Esprit winds down stores across Asia, shutters 56 outlets

 

Esprit Group will be closing all 56 retail stores in Asia outside mainland China, specifically Singapore, Malaysia, Taiwan, Hong Kong and Macau. The company is winding down its business as part of its restructuring initiatives to focus resources and recalibrate operations in order to cope with the challenges posed by the pandemic effectively and efficiently. The streamlining of business operations is done to minimise costs and expenses, the fashion retailer said.

For the nine months ended 31 March 2020, the 56 stores contributed approximately HK$267 (SG$489) million to the group’s revenue, representing less than 4% of the group’s total revenue for the relevant period. According to Esprit, the proposed store closure is expected to be completed by the end of this financial year.

After the proposed store closure, the group will continue its joint venture business in China as well as its wholesale and license business in Asia, and focus on its core markets in Europe. The retailer also said that a preliminary assessment by the company’s management revealed that the proposed store closure will result in exceptional one-off costs for store closures, impairment of assets and inventories and for staff severance payments in the range of HK$150 million (SG$274m) to HK$200 million (SG$366m).

The one-off costs will have a negative impact on the group's results for the full financial year ending 30 June 2020, the company said.

In addition, to mitigate the impact on the company’s financial performance, Esprit’s management will be taking a voluntary pay reduction. The executive chairman of the board and the group chief executive officer will be forgoing their remuneration during the restructuring period. For the same period, the executive management team will be taking a 35% reduction, while SVP and VP have accepted a 25% reduction of their respective salaries, and the non-executive directors (including independent non-executive directors) will take a 20% reduction of their directors’ fees.

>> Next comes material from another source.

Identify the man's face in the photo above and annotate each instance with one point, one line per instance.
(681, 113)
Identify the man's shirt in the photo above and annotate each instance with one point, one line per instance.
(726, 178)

Earlier in March, Esprit Group applied for the initiation of protective shield proceedings, pursuant to section 270b of the German Insolvency Act, which are only available to businesses which are still liquid. According to Esprit, this is part of the company’s proactive and forward-looking measure to protect the solvency and liquidity of the group and ongoing business operations in the midst of the pandemic. The six subsidiaries of the company namely, Esprit Europe GmbH, Esprit Europe Services GmbH, Esprit Retail B.V. & Co. KG, Esprit Wholesale GmbH, Esprit Design & Product Development GmbH and Esprit Global Image GmbH are involved in the protective shield proceedings.

Through the protective shield proceedings, the company will continue to actively manage the subsidiaries with its management team in charge, and accelerate its restructuring path that commenced under its strategic plan since 2018. The restructuring plan will help to reduce the liabilities of the subsidiaries to a sustainable and manageable level and one that is in-line with the business needs of the Group.